Nükleer rejimden kastımız şu: Hiroşima ve Nagazaki’ye ABD’nin attığı nükleer bombaların (1945) ardından nükleer silahların yasaklanmasına ilişkin güçlü bir uluslararası toplum hareketi doğmuştu. Bu hareketin etkisi ve 1960’ların başında ABD ile SSCB arasında bir yumuşama döneminin başlamasının bir neticesi olarak Nükleer Silahların Yayılmasının Önlemesi Antlaşması (NPT) 1968 yılında imzaya açılmış ve anlaşma 1970 yılında yürürlüğe girmişti.
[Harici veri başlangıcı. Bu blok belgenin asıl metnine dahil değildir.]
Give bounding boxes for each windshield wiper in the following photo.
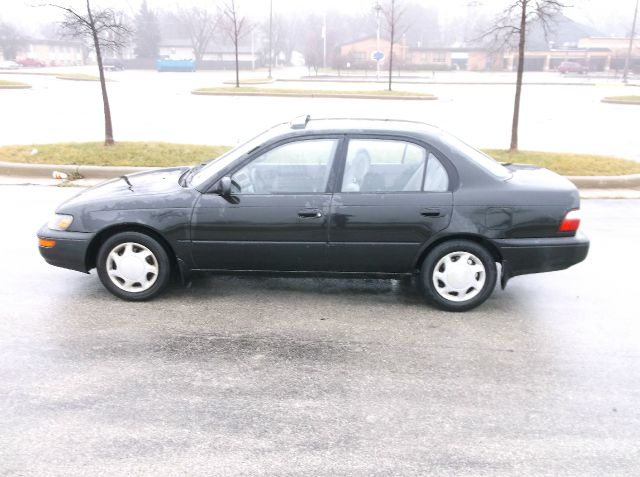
[178,162,207,187]
[120,176,133,190]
Bu anlaşma BM Güvenlik Konseyi’nin beş daimî üyesinin elindeki nükleer silahları yasal, diğer devletlerinkileri de yasadışı kabul edip; yasal nükleer silahı olan beş devlete bu silahların üretilmesi, yayılması ve kullanılmasının engellemesine ilişkin bir yetki vermekteydi. Böylece hem bir nükleer tekel oluşmuş hem de nükleer silahlar, savaşlarda kullanılması yasak silahlar haline gelmişti. Bu sayede Soğuk Savaş bir soğuk barışa dönüşmüş ve insanlık bu korkunç silahların savaşlarda kullanılamadığı uzun bir dönem geçirmişti. NPT’den sonra başta INF (Orta Menzilli Nükleer Kuvvetler Anlaşması) olmak üzere pek çok uluslararası anlaşma imzalanarak nükleer silahlar konusunda tüm uluslararası toplumun (Hindistan, Pakistan ve Kuzey Kore dışında) üzerinde uzlaştığı bir nükleer rejimi ortaya çıkmış oldu. Ancak Balta’nın da ifade ettiği gibi ABD ve Rusya son beş yılda (2019’da ABD, 2020’de ise Rusya) nükleer silahların sınırlandırılmasına ilişkin pek çok uluslararası anlaşmadan çekildi. Böylece üçüncü dünya savaşı riskini azaltan en önemli bariyer ortadan kalkmış oldu. Özellikle taktik (küçük ölçekli) nükleer silahların bölgesel savaşlarda kullanılabilmesi gerektiğine ilişkin tartışmalar bu riski daha da arttırıyor. Nükleer silah meselesi NPT’nin imzalanmasının ardından konuşulması bile endişe verici olarak algılanırken, Putin’in Ukrayna Savaşı’nda taktik nükleer silahlar bahsini sık sık dile getirmesi, uluslararası kamuoyunu konuya ısıtmak ve “nükleer” sözcüğünü normalize etmek olarak değerlendirebilir.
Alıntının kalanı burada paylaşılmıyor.